Youroukova Vania M, Dimitrova Denitsa G, Valerieva Anna D, Lesichkova Spaska S, Velikova Tsvetelina V, Ivanova-Todorova Ekaterina I, Tumangelova-Yuzeir Kalina D
Clinical Center for Lung Diseases, St. Sofi a Hospital for Pulmonary Diseases, Medical University of Sofi a, Sofi a, Bulgaria
Clinic of Allergy, Alexandrovska University Hospital, Medical University of Sofi a, Sofi a, Bulgaria
Folia Med (Plovdiv). 2017 Jun 1;59(2):165-173. doi: 10.1515/folmed-2017-0031.
Bronchial asthma is a heterogeneous disease that includes various subtypes. They may share similar clinical characteristics, but probably have different pathological mechanisms.
To identify phenotypes using cluster analysis in moderate to severe bronchial asthma and to compare differences in clinical, physiological, immunological and inflammatory data between the clusters.
Forty adult patients with moderate to severe bronchial asthma out of exacerbation were included. All underwent clinical assessment, anthropometric measurements, skin prick testing, standard spirometry and measurement fraction of exhaled nitric oxide. Blood eosinophilic count, serum total IgE and periostin levels were determined. Two-step cluster approach, hierarchical clustering method and k-mean analysis were used for identification of the clusters.

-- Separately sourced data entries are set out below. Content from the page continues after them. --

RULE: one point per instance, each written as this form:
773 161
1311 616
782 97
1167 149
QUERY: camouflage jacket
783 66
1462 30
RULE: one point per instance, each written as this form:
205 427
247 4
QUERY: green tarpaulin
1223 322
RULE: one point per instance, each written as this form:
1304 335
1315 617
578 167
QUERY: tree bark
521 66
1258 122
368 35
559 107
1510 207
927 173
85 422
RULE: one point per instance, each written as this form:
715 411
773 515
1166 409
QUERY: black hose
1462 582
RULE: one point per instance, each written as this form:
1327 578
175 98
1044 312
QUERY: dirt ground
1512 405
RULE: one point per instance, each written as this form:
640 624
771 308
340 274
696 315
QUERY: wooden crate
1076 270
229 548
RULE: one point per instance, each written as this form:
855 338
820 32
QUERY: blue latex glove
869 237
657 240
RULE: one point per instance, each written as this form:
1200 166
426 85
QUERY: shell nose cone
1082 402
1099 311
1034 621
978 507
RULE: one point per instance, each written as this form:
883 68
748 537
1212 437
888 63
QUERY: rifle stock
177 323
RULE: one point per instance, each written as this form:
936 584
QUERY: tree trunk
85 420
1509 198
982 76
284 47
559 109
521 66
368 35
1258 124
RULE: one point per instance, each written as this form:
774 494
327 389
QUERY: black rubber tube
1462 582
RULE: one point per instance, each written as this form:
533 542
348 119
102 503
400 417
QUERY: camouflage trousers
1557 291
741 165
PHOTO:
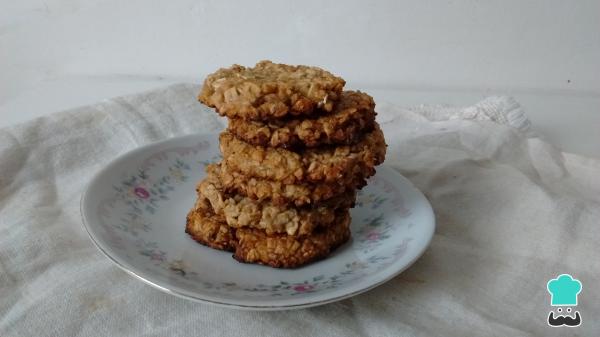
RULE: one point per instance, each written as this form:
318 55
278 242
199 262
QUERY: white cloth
512 212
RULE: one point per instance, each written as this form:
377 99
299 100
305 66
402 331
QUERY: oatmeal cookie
202 225
239 211
353 115
270 90
255 246
284 251
341 164
280 193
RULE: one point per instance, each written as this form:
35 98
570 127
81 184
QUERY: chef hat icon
564 290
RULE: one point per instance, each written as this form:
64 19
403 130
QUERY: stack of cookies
296 149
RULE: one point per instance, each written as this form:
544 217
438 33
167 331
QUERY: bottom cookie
255 246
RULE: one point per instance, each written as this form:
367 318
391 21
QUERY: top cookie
270 90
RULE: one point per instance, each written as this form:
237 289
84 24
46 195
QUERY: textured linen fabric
512 212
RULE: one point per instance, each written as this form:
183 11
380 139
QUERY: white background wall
56 54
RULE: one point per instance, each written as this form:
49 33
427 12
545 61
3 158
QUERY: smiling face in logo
564 319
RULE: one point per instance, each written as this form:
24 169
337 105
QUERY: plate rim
237 304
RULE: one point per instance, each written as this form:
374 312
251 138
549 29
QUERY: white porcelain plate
135 210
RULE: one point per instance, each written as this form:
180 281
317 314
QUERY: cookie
284 251
340 164
352 116
239 211
202 225
270 90
252 245
279 193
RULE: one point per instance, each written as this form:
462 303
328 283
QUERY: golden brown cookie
255 246
353 115
239 211
203 226
279 193
328 164
284 251
270 90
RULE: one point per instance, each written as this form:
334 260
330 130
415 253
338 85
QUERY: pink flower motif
373 236
156 256
141 192
303 287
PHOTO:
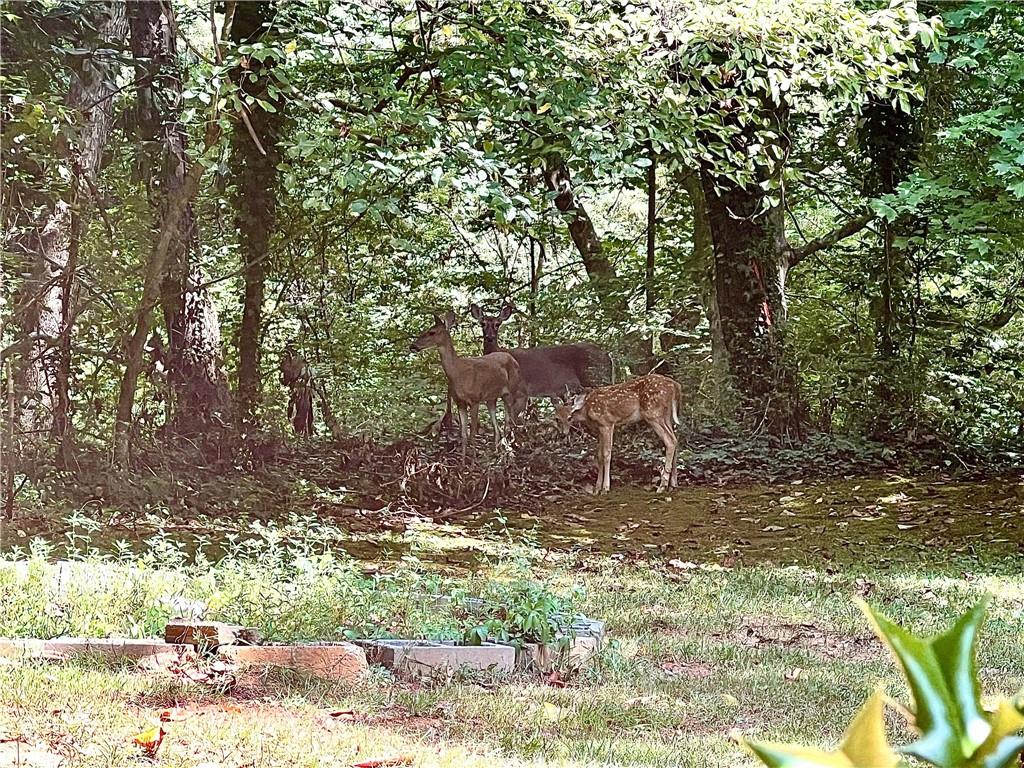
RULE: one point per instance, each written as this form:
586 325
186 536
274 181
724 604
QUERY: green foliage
275 579
954 729
412 178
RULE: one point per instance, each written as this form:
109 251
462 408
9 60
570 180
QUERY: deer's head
491 325
569 412
438 335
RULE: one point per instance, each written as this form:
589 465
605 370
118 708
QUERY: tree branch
827 241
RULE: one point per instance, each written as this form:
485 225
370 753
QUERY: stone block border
419 657
339 662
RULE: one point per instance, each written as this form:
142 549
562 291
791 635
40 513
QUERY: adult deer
652 398
549 371
473 381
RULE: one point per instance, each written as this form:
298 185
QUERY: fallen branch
828 240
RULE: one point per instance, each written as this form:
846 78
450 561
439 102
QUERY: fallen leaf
683 565
385 762
553 713
555 680
150 740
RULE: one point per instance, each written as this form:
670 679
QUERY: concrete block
425 656
208 634
109 647
340 662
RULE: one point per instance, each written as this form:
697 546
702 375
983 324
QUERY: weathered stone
110 647
340 662
424 656
207 634
574 647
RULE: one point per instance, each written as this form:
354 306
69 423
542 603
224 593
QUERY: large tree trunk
46 304
606 283
254 161
197 384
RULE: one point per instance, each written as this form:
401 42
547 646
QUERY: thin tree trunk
156 264
648 283
704 255
197 384
892 139
254 161
45 307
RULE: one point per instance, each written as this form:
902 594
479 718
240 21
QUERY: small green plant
519 612
954 730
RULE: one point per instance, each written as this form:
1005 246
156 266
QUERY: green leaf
864 745
1001 747
941 674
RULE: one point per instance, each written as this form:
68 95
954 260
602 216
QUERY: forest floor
729 606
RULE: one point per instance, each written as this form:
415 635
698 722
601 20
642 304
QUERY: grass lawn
705 650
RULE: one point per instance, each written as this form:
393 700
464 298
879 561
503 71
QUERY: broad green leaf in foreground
864 745
941 672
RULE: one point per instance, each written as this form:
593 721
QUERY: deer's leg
474 415
493 408
463 426
668 436
604 441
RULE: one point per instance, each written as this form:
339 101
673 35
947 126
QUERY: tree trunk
45 308
704 257
195 372
752 258
254 161
606 284
892 138
648 272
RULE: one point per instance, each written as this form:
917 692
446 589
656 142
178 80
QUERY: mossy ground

We have identified four clusters. Cluster 1 (n=14) - late-onset, non-atopic asthma with impaired lung function, Cluster 2 (n=13) - late-onset, atopic asthma, Cluster 3 (n=6) - late-onset, aspirin sensitivity, eosinophilic asthma, and Cluster 4 (n=7) - early-onset, atopic asthma.

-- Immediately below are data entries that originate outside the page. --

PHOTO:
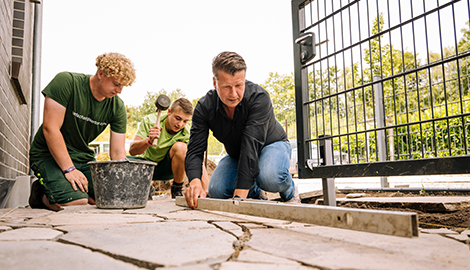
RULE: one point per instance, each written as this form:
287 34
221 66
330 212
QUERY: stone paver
30 234
52 255
165 243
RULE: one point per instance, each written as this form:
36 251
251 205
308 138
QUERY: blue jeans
274 176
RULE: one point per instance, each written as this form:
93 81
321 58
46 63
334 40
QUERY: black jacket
253 127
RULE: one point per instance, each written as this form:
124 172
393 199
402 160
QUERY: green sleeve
144 127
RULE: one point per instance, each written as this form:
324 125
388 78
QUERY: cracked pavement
163 235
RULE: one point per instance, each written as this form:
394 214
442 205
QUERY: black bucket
121 183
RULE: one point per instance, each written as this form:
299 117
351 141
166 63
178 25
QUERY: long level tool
395 223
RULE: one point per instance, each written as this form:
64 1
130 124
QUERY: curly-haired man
77 108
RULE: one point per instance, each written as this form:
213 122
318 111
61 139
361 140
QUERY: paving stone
19 215
30 234
52 255
252 219
467 232
4 228
324 251
65 218
459 237
89 209
253 256
163 243
439 231
158 206
231 227
188 214
234 265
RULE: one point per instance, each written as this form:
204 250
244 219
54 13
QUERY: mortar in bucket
121 183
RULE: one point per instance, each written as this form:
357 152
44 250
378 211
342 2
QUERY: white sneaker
296 198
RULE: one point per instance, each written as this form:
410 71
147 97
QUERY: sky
171 43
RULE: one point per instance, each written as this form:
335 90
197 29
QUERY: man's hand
154 133
193 192
77 178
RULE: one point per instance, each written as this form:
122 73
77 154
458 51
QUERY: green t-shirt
85 117
157 153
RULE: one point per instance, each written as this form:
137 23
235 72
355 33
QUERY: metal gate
381 87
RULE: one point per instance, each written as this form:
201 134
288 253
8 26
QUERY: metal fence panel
387 82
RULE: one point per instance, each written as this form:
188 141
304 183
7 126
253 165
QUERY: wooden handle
155 141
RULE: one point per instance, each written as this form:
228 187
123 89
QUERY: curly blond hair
118 66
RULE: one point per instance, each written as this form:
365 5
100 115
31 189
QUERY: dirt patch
458 220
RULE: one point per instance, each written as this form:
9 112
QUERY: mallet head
162 103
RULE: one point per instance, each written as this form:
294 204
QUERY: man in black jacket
240 115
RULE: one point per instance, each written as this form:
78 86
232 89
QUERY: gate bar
404 224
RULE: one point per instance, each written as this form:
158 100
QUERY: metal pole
301 91
328 184
380 120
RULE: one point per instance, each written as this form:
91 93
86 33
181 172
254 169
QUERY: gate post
380 120
326 156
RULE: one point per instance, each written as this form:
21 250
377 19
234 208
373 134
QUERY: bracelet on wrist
68 170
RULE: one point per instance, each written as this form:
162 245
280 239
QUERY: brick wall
16 42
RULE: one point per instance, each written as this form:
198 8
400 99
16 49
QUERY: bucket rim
125 160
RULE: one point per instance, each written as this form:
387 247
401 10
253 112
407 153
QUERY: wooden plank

Our study is the first in Bulgaria in which cluster analysis is applied to asthmatic patients. We identified four clusters. The variables with greatest force for differentiation in our study were: age of asthma onset, duration of diseases, atopy, smoking, blood eosinophils, nonsteroidal anti-inflammatory drugs hypersensitivity, baseline FEV1/FVC and symptoms severity. Our results support the concept of heterogeneity of bronchial asthma and demonstrate that cluster analysis can be an useful tool for phenotyping of disease and personalized approach to the treatment of patients.

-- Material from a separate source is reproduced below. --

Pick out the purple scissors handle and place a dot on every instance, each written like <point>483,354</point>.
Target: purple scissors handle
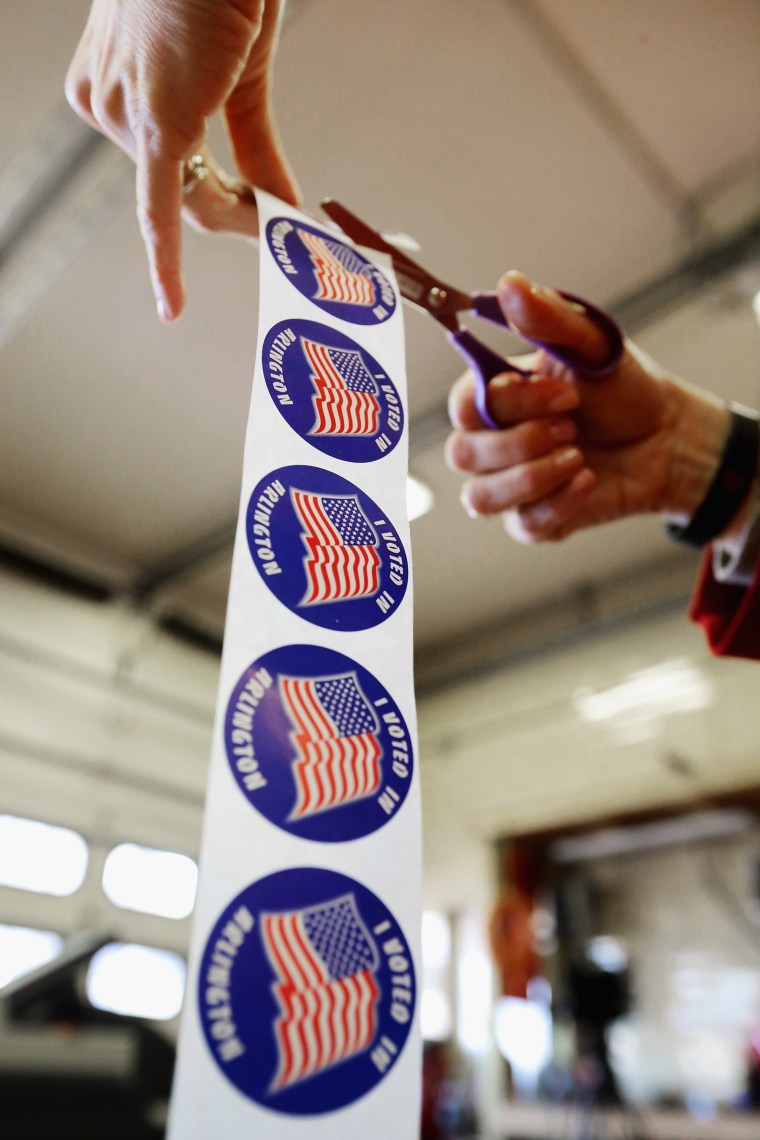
<point>487,364</point>
<point>443,302</point>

支气管哮喘是一种异质性疾病,包括多种亚型。它们可能具有相似的临床特征,但病理机制可能不同。
通过聚类分析确定中重度支气管哮喘的表型,并比较各聚类间临床、生理、免疫和炎症数据的差异。
纳入40例处于非加重期的中重度成年支气管哮喘患者。所有患者均接受临床评估、人体测量、皮肤点刺试验、标准肺功能测定和呼出一氧化氮分数测量。测定血嗜酸性粒细胞计数、血清总IgE和骨膜蛋白水平。采用两步聚类法、层次聚类法和k均值分析来识别聚类。
我们识别出四个聚类。聚类1(n = 14)——迟发型、非特应性哮喘,肺功能受损;聚类2(n = 13)——迟发型、特应性哮喘;聚类3(n = 6)——迟发型、阿司匹林敏感性嗜酸性粒细胞性哮喘;聚类4(n = 7)——早发型、特应性哮喘。
我们的研究是保加利亚首次将聚类分析应用于哮喘患者的研究。我们识别出四个聚类。在我们的研究中,区分能力最强的变量为:哮喘发病年龄、病程、特应性、吸烟、血嗜酸性粒细胞、非甾体抗炎药超敏反应、基线FEV1/FVC和症状严重程度。我们的结果支持支气管哮喘异质性的概念,并表明聚类分析可成为疾病表型分析和患者个性化治疗方法的有用工具。